Они еще выпили и закусили шоколадными трюфелями, откуда не возьмись появившимися  у попутчика. Время текло незаметно.  Впервые за долгое время Петр Георгиевич, рассказывая о своих чувствах к умершей супруге не чувствовал горечи, а ощущал только приятное томление. Воспоминания казались легкими и светлыми.
Было уже далеко за полночь, когда   их  порядком размякших  начал одолевать хмель. 
Макаров облокотился на спинку дивана и снисходительно глядел на соседа, подпрыгивающего во время разговора и  сыплющего приторными суффиксами. Тот раскраснелся от коньяка и глаза его заблестели:
- Вот как приятно говорить с умным понимающим человеком, поверите ли, нет рядом  человечка такого, все как один без понятия.   По делам едите?
- По делу.- утвердительно кивнул Петр Георгиевич, - а вы?
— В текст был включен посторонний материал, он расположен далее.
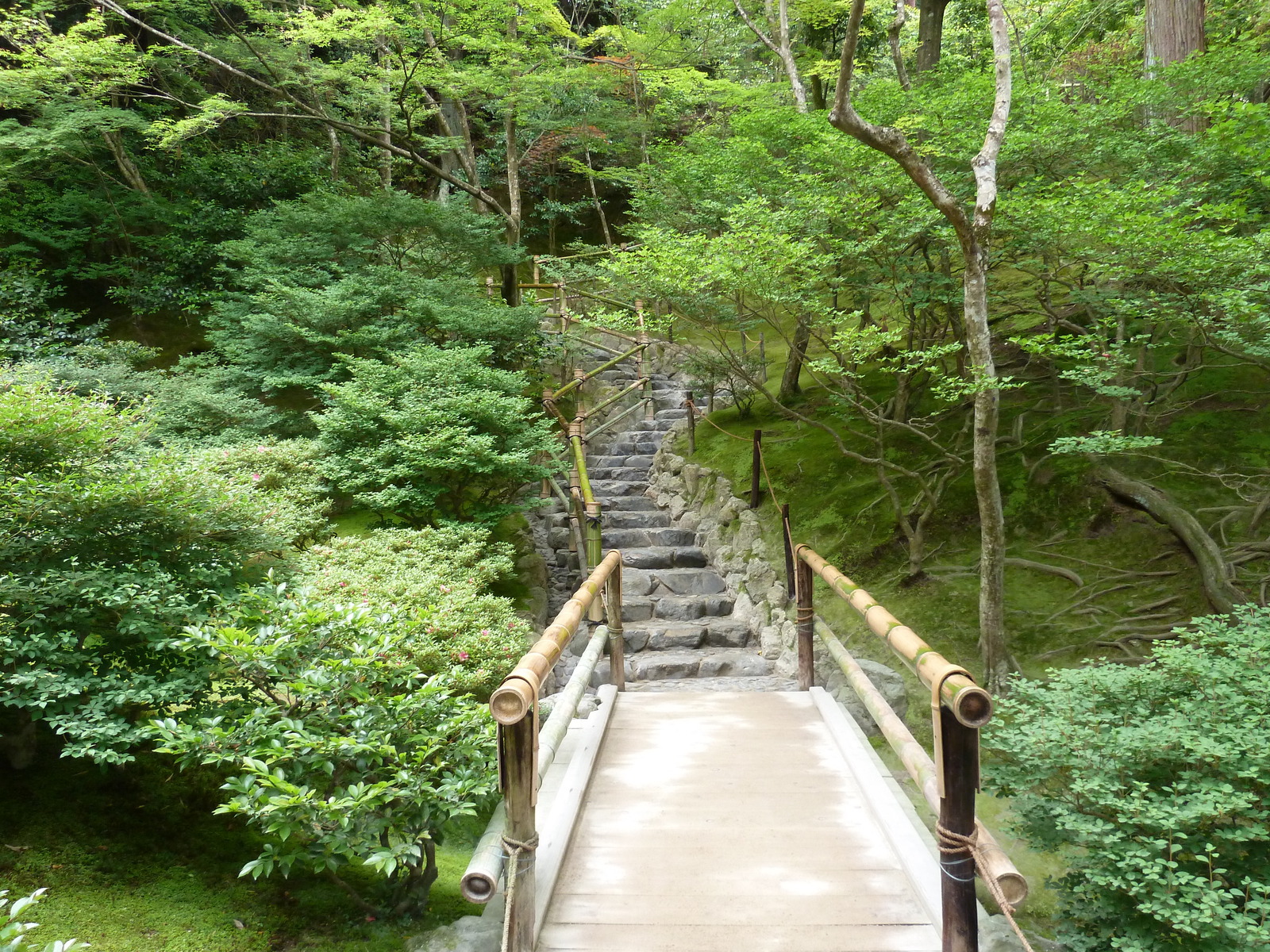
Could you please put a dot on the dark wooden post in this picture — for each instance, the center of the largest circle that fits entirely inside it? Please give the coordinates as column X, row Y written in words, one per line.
column 960, row 755
column 806, row 628
column 756, row 467
column 616, row 647
column 791, row 579
column 516, row 754
column 692, row 425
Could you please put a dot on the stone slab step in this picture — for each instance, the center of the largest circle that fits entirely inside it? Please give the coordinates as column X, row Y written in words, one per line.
column 643, row 539
column 679, row 636
column 679, row 608
column 768, row 682
column 664, row 558
column 708, row 663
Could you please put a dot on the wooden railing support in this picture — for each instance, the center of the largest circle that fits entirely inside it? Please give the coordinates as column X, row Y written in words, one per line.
column 518, row 752
column 960, row 750
column 756, row 469
column 806, row 628
column 692, row 424
column 787, row 536
column 616, row 645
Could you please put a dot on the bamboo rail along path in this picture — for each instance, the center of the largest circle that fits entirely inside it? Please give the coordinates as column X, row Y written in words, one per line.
column 715, row 816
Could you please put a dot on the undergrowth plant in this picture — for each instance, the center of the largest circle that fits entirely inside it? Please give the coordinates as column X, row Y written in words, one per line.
column 1153, row 784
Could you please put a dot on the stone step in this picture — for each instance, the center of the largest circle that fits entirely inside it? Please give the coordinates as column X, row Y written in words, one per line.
column 664, row 558
column 619, row 488
column 675, row 608
column 632, row 444
column 679, row 636
column 672, row 582
column 643, row 539
column 632, row 474
column 768, row 682
column 706, row 663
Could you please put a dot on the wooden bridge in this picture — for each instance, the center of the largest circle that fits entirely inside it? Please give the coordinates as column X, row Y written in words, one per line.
column 711, row 819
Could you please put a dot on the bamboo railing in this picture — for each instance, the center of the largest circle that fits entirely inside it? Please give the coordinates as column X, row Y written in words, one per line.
column 949, row 782
column 508, row 848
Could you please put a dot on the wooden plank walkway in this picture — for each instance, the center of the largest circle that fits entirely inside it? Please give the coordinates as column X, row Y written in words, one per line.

- И я. Я по одному дельцу к сестре. Стыдно признаваться, в долг еду просить,- собеседник махнул рукой,- чего уж теперь. Очень нужно, весь в долгах, отдавать нечем! Девочки мои страдают. Судебные приставы, ироды проклятые, все из дома вынесли, последний стул и тот…Что б их! Никакого сочувствия, что ж если один раз человечек оступился, так пропадай теперь пропадом! А они звери, я их умолял, просил, Христом богом заклинал, ни в какую! « У нас, - говорят,- предписания и  лист исполнительный!» А я- то что? Мне -то что прикажите делать? Вот если и сейчас не заплачу, так придется  с квартиры съезжать. Одна надежда может сестра выручит.  А они сволочи!
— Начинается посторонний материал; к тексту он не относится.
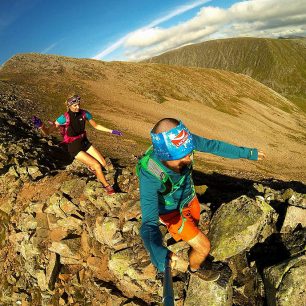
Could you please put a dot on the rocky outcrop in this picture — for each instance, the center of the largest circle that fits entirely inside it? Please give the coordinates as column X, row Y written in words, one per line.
column 64, row 241
column 285, row 282
column 239, row 225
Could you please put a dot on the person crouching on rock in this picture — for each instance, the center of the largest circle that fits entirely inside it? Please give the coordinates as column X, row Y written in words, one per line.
column 72, row 126
column 167, row 193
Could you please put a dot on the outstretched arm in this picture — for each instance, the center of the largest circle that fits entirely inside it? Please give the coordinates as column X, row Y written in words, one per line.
column 224, row 149
column 102, row 128
column 45, row 130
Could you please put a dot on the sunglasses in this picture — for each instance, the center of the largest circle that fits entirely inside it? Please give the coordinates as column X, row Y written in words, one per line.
column 73, row 100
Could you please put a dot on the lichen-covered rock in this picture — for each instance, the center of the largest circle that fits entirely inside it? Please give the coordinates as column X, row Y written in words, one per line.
column 294, row 215
column 285, row 282
column 107, row 231
column 69, row 248
column 238, row 225
column 218, row 293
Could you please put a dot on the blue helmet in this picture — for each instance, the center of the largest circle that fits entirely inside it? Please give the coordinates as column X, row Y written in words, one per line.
column 173, row 144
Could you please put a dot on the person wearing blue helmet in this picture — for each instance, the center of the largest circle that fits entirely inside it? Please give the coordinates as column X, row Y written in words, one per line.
column 167, row 193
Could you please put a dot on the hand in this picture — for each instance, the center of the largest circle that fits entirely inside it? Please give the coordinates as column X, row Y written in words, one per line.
column 261, row 155
column 37, row 122
column 118, row 133
column 178, row 263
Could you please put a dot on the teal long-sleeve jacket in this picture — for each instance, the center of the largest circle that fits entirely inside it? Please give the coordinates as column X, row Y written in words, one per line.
column 153, row 204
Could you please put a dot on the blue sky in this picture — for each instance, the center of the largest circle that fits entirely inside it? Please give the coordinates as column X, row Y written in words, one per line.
column 136, row 29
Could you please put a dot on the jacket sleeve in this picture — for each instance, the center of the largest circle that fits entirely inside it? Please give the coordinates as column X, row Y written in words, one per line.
column 223, row 149
column 149, row 231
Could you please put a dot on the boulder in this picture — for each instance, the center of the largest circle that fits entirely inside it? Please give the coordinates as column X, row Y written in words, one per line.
column 294, row 215
column 218, row 293
column 239, row 225
column 68, row 249
column 285, row 282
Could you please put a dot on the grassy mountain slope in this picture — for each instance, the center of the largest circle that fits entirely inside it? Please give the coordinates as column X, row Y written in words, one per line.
column 277, row 63
column 133, row 96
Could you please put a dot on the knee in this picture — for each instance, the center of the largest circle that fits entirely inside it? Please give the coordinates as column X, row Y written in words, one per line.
column 204, row 246
column 96, row 167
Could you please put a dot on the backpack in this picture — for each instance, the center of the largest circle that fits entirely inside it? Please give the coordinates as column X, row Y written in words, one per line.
column 157, row 169
column 64, row 129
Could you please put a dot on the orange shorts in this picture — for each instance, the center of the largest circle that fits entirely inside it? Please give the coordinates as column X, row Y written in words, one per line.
column 173, row 221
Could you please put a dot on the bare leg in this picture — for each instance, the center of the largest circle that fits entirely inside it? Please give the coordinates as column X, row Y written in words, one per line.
column 94, row 164
column 200, row 247
column 97, row 155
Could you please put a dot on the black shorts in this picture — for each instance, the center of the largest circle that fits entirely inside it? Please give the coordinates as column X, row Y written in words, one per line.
column 81, row 144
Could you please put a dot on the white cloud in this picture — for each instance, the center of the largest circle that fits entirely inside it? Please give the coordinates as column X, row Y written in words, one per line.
column 258, row 18
column 178, row 11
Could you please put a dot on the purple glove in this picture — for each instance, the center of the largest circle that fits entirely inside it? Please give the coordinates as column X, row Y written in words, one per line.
column 37, row 122
column 118, row 133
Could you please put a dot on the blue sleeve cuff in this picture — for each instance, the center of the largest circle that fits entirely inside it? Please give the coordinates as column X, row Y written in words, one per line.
column 253, row 154
column 88, row 115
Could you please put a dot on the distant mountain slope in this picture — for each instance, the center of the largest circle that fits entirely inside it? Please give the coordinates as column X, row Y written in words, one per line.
column 277, row 63
column 133, row 96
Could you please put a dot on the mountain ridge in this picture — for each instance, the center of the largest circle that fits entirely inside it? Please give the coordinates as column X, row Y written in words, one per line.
column 133, row 96
column 278, row 63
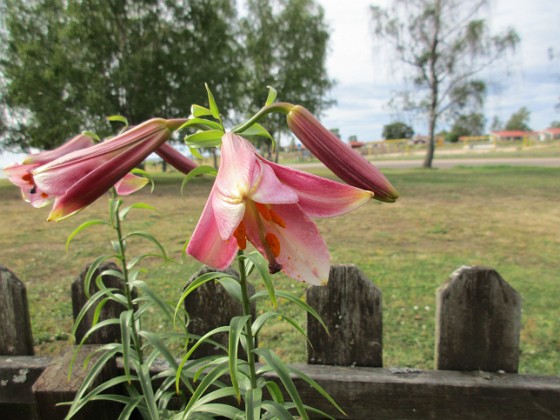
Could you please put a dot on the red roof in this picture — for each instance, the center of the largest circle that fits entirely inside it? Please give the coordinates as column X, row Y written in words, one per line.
column 355, row 144
column 511, row 133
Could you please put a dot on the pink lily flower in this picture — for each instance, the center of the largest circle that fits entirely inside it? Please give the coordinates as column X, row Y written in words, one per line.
column 21, row 175
column 345, row 163
column 77, row 179
column 270, row 205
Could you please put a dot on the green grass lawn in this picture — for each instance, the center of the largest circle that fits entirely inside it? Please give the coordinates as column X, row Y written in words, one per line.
column 507, row 218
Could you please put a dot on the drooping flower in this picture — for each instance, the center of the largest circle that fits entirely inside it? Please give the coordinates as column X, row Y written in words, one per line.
column 270, row 205
column 78, row 178
column 345, row 163
column 21, row 175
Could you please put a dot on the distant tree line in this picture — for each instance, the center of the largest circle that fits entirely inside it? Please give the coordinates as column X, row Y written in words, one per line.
column 66, row 65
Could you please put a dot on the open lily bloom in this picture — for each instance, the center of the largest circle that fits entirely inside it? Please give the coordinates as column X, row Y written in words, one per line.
column 77, row 179
column 270, row 205
column 21, row 175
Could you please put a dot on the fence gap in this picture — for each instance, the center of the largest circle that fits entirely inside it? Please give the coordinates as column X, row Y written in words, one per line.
column 478, row 320
column 350, row 306
column 16, row 338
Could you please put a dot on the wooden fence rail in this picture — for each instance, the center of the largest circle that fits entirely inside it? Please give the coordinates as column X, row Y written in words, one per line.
column 476, row 354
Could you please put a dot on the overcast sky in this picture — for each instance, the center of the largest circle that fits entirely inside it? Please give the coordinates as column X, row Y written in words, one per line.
column 365, row 81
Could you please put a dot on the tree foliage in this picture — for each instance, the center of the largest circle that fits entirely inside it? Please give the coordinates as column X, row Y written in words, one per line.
column 285, row 46
column 397, row 130
column 66, row 65
column 519, row 120
column 467, row 125
column 444, row 45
Собеседник выпалил последние слова и налив себе коньяку, тут же его выпил.
 И тут Петру Георгиевичу решительно все перестало нравится.  И внешность собеседника и его манеры и запах дешевого коньяка и даже мелькающая за окном заснеженная пустошь.
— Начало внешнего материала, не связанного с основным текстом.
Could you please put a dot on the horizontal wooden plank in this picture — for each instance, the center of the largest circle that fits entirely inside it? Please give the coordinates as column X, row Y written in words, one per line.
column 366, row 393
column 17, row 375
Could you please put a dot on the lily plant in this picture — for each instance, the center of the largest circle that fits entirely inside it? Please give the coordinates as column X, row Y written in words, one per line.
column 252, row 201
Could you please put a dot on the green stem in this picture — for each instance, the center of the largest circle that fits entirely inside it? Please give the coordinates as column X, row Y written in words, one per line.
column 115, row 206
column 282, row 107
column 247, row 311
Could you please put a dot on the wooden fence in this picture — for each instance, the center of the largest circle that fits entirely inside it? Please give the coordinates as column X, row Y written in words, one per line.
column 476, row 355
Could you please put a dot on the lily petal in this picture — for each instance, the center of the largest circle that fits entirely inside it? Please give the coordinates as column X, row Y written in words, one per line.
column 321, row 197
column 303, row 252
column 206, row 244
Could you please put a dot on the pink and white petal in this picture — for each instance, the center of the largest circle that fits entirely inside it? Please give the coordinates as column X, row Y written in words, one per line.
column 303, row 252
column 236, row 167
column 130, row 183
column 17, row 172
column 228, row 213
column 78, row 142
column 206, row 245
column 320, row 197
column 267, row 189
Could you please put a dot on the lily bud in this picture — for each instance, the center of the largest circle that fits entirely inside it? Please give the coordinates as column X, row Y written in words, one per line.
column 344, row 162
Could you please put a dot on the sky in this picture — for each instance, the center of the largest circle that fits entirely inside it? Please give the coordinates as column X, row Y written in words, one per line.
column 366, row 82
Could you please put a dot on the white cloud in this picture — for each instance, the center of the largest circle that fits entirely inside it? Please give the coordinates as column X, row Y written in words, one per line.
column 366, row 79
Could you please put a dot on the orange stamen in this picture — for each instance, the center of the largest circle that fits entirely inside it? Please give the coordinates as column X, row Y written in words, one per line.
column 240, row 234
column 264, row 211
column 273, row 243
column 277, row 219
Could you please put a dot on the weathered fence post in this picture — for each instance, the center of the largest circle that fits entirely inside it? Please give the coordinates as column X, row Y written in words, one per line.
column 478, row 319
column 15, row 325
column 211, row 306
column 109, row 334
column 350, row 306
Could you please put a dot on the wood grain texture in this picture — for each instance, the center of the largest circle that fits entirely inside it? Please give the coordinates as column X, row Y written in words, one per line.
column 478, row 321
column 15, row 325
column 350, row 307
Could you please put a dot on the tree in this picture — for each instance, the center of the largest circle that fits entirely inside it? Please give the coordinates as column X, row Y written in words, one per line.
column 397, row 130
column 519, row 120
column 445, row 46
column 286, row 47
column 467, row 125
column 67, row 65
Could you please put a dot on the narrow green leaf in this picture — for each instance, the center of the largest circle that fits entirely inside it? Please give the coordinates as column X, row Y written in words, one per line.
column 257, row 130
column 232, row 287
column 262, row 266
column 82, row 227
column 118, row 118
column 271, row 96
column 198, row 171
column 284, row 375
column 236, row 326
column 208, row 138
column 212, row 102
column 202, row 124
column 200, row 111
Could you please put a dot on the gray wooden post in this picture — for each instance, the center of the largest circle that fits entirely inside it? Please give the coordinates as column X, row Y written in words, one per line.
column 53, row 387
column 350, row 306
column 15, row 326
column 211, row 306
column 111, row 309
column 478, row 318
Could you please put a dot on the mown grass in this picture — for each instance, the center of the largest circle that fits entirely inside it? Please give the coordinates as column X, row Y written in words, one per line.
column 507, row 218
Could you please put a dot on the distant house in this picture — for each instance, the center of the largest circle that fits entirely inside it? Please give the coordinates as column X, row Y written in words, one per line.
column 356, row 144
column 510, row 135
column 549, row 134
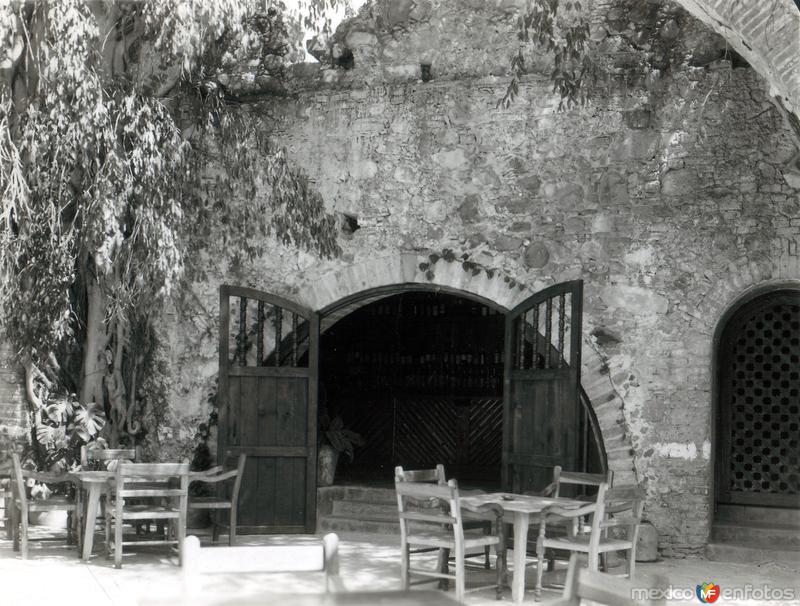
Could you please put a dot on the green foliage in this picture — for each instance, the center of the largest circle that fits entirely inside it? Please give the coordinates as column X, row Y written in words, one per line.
column 559, row 27
column 120, row 149
column 61, row 428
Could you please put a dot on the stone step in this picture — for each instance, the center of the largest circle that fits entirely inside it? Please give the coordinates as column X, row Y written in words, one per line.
column 762, row 535
column 359, row 493
column 747, row 554
column 747, row 513
column 359, row 508
column 380, row 525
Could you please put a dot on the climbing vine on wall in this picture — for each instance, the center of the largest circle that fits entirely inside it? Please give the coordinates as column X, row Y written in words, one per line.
column 122, row 146
column 560, row 28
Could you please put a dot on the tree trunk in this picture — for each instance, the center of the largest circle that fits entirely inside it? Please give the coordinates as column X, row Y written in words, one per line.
column 94, row 357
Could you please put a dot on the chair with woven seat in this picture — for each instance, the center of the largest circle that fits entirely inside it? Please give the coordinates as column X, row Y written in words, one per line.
column 22, row 506
column 430, row 517
column 583, row 584
column 6, row 472
column 469, row 519
column 148, row 491
column 579, row 486
column 615, row 508
column 576, row 479
column 227, row 481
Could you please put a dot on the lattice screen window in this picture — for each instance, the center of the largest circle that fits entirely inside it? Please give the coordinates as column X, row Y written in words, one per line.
column 765, row 406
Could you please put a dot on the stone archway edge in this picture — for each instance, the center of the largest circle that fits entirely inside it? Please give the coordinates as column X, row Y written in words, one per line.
column 405, row 269
column 408, row 268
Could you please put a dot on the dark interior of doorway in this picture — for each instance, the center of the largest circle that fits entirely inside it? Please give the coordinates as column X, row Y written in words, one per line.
column 419, row 375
Макаров сильно помрачнел и стал отвечать сухо и сдержано и уже более к коньяку не притрагивался, почти, казалось, протрезвев он избегал смотреть на собеседника и на лице его появилось выражение крайне брезгливости.  Однако,  новоиспеченный знакомец Петра Георгиевича не понял или не смог понять произошедшей с Макаровым перемены. Да и откуда он мог знать, что  Петр Георгиевич Макаров  являлся судебным приставом вот уже лет двадцать. Откуда ему было знать, что как только были произнесены слова о долгах,  в душе Петра Георгиевича все перевернулось, и он тут же вспомнил: грязные подъезды, заколоченные двери  убогих квартир, денное и нощное бдение у этих самых дверей, бесконечные мольбы и обильные слезы. Он вспомнил, что примерно такой же господин приятной наружности года три назад чуть было не лишил его жизни, приветствуя судебного пристава залпом из  ружья Густава Биттнера из-за закрытой двери.  И откуда только оно взялось у горького пьяницы!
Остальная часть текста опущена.